28   Cameron Moll ~ 26 April 2006 at 06:51 AM

Too kind, Adam.

29   Brian ~ 26 April 2006 at 08:02 AM

Excellent advice! I’m just starting out as a web designer, and this post gave me a lot to think about (esp. no.s 2, 5, and 7).

I sure hope that this is not the last we hear on the subject from you.

30   S.R. Prozak ~ 26 April 2006 at 09:17 AM

The global economy has almost made quality obsolete. What an exciting future as drones in a wasteland awaits us!

31   Irreverent Freelancer ~ 26 April 2006 at 03:33 PM

Great advice, even for a veteran freelancer like me. I’m especially partial to trusting your gut!

32   Glen ~ 26 April 2006 at 03:44 PM

S.R. Prozak

You know nothing about globalism.

Global economies open new markets, which leads to ever increasing specialization.
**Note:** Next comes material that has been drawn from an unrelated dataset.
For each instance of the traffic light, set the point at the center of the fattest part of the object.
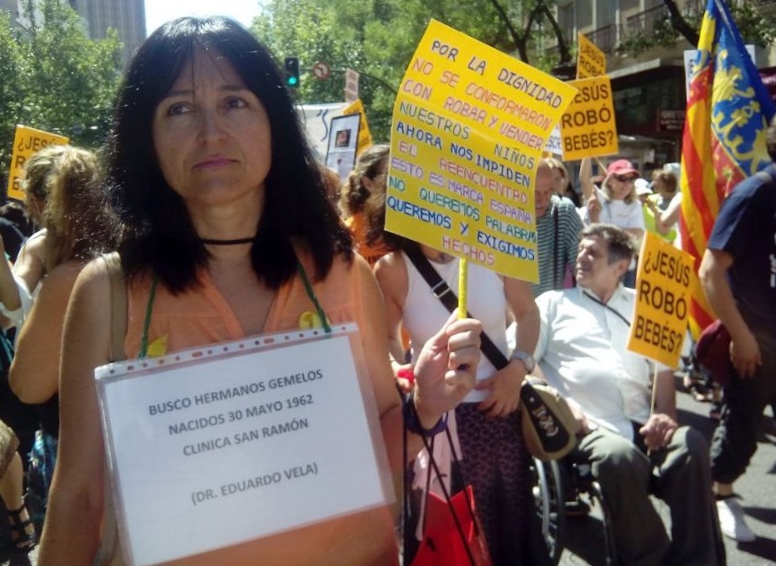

I suggest you read On Brand by Wally Olins

That said, this blog offers much insight. Thank you.

33   Cameron Moll ~ 26 April 2006 at 06:00 PM

Glen - Forgive me for being frank, but having dealt with clients in Cali, NY, London, Australia, Norway, Belgium, and Canada in the past year alone, I think I know a thing or two about globalism. Specialization is one issue. Executing on designs, replying to requests for work, understanding the nuances of culture — all within a global economy — are entirely different issues.

34   Corby Simpson ~ 27 April 2006 at 01:25 PM

I love your first point about time/cost. I think the best way I’ve heard it described is the 80/20 rule… 80% of the work can be done in 20% of the time. The last 20% takes 80% of the time… All about balance, and budget of course… =)

35   Miko W. ~ 27 April 2006 at 08:19 PM

So true. Motivation is key.

Similar to Keith’s email tips, I organize my mailboxes like so:

36   Maria Stultz ~ 28 April 2006 at 10:45 AM

Well, here I am thinking I know it all, and I found two new tips between this post and your previous one (i.e. sending the W9, and not replying to email out of business hours).

Self discipline… so important.
I think I’m excellent at it, except for this last month. I got back from SXSW extremely hyper, full of ideas for personal projects, so I’ve been working on a few - not without a nagging feeling of guilt.

But that’s the beauty of freelancing. If you can afford it, you can always allocate some time to your own projects.

37   Adam S ~ 01 May 2006 at 08:36 PM

I’m printing this one out and putting it on the wall. And then I’m printing out the older one as well. Thanks for sharing!

38   Steve ~ 03 May 2006 at 06:26 AM

Thanks for the tips, Cameron; I’ve been feelancing for precisely 10 days now!! And I know what you mean on every one of your points!

The e-mail thing gets me every time - I see the email notification (bouncing icon on a mac) and can’t avoid looking at it :(

Better get focussed and get some more done ….. bills to pay!